I'm working through Axler's "Measure, Integration, and Real Analysis" and have come across the following theorem:
Suppose $(X,S)$ is a measurable space and $f_1,f_2,\cdots$ is a sequence of $S$-measurable functions from $X$ to $[-\infty, \infty]$. Define $h:X\rightarrow[-\infty, \infty]$ by $h(x)=\sup{\{f_k(x):k\in \mathbf{Z}^+\}}$. Then $h$ is an $S$-measurable function.
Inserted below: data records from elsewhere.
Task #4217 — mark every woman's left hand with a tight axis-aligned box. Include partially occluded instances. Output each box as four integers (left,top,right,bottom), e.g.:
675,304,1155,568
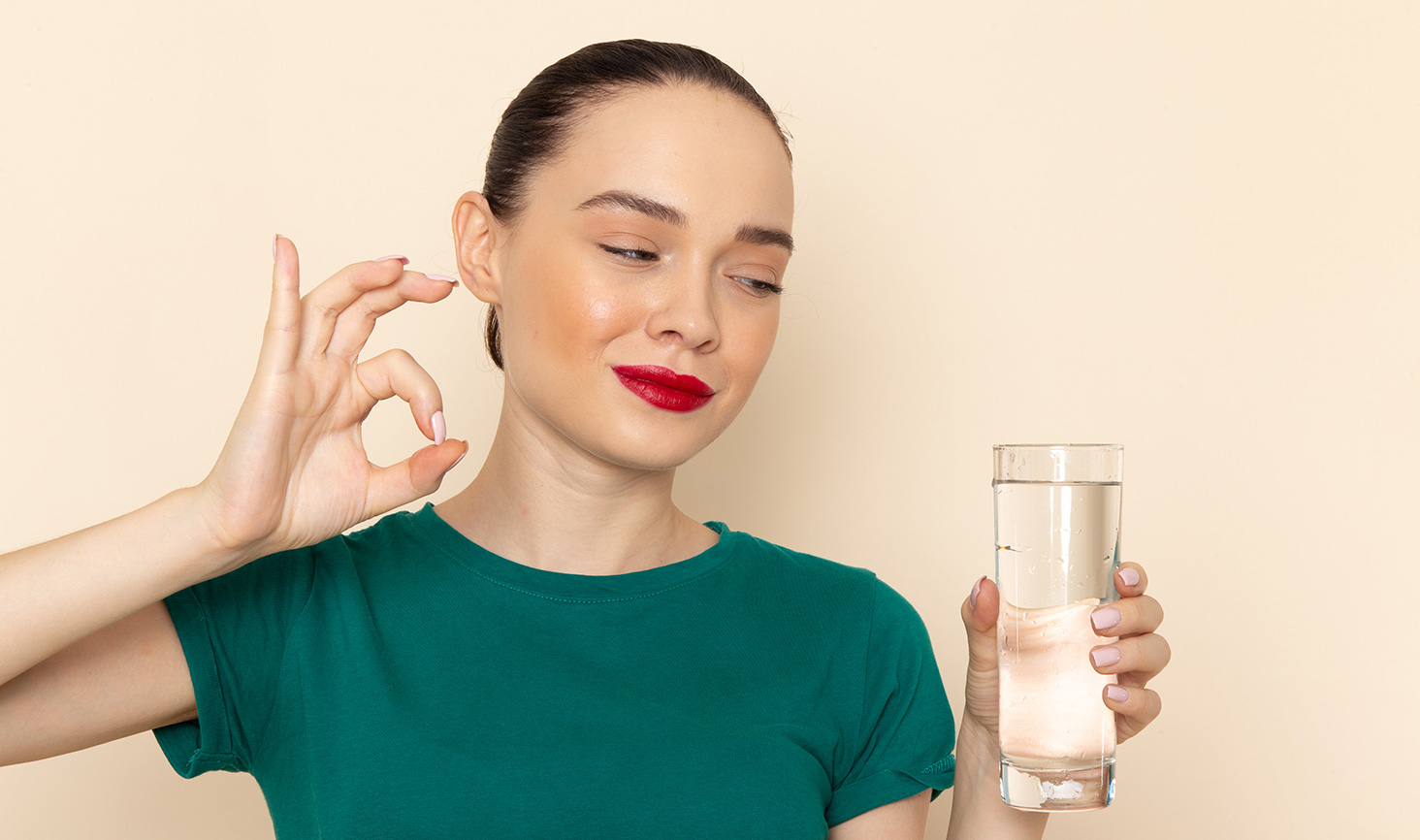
961,564,1170,742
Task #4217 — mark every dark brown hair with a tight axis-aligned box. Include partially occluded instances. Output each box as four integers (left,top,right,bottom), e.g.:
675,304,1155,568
483,40,792,369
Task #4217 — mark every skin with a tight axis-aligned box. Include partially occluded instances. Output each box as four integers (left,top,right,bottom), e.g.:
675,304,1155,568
436,88,793,574
0,81,1169,840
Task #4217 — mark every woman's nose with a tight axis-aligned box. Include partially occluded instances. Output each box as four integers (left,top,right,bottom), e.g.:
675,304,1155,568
646,273,720,353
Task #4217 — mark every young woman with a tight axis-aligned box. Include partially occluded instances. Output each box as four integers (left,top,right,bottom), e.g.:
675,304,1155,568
0,41,1169,839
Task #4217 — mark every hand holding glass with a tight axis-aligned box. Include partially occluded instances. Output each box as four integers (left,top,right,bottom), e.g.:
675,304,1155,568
991,444,1123,812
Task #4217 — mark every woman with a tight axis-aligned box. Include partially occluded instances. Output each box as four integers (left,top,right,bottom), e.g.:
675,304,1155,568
0,41,1167,839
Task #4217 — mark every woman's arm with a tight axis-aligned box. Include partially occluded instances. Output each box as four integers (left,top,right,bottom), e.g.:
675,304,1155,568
0,240,468,764
828,791,931,840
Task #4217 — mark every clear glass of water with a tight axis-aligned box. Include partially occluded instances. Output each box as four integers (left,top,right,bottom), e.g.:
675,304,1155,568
991,444,1123,812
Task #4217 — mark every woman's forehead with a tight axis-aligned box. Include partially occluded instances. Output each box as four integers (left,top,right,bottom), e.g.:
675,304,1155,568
530,85,793,230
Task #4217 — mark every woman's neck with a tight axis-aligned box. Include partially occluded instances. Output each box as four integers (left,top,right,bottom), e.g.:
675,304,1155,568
435,401,719,574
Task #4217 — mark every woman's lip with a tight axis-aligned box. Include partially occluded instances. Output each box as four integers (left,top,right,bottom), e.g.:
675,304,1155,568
612,365,714,411
612,365,714,398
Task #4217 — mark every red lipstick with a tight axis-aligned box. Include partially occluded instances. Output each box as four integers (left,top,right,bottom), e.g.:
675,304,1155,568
612,365,714,411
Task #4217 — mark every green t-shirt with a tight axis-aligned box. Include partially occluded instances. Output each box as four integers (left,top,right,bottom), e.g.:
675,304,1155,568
156,505,954,840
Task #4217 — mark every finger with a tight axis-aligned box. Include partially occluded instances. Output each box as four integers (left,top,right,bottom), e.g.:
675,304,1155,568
1114,564,1148,598
1105,686,1163,742
961,577,1001,732
257,234,301,377
1089,595,1163,635
300,257,404,359
365,439,468,518
355,347,444,444
1089,632,1173,686
961,576,1001,671
325,271,457,362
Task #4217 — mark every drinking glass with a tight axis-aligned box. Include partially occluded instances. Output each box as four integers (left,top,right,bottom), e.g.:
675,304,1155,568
991,444,1123,812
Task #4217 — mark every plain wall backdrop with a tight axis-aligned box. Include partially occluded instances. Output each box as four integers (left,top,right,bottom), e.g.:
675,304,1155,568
0,0,1420,840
He gives a proof using the following equation, which the states the reader should verify ($a \in \mathbf{R}$):
$$h^{-1}((a,\infty])=\bigcup_{k=1}^\infty f_k^{-1}((a,\infty])$$
I'm attempting to verify this. My attempted proof:
Let $x\in \bigcup_{k=1}^\infty f_k^{-1}((a,\infty])$. Then we know that $f_k(x)>a$ for some $k\in\mathbf{Z}^+$. By definition of the supremum, we know that $h(x)\geq f_k(x) \forall k \in \mathbf{Z}^+$. Since $h$ is always greater than or equal to all $f_k$, and there is at least one $f_k>a$, we have that $h(x)>a$, meaning that $x\in h^{-1}((a,\infty])$.
This shows that
$$ \bigcup_{k=1}^\infty f_k^{-1}((a,\infty]) \subseteq h^{-1}((a,\infty]) $$
For the opposite direction, let $x\in h^{-1}((a,\infty])$. Thus, $h(x)>a$. Now, by definition of the supremum, we know that $h(x)\geq f_k(x) \forall k \in \mathbf{Z}^+$. $\cdots$
and that's where I lose the thought process. I'm trying to show that $h^{-1}((a,\infty]) \subset \bigcup_{k=1}^\infty f_k^{-1}((a,\infty])$ thereby proving that the two sets are equal, but I'm missing the last step. If I can figure out how to show that $\exists k\in\mathbf{Z}^+$ such that $f_k(x)>a$, then I would have the proof completed.
Best Answer
It is sufficient to show that there is some $k \ge 1$ such that $f_k(x) > a$. To that end, assume to the contrary that $f_k(x) \le a$ for all $k \ge 1$. But then this implies $\sup_k f_k(x) \le a$ contradicting the fact that $\sup_k f_k(x) = h(x) > a$.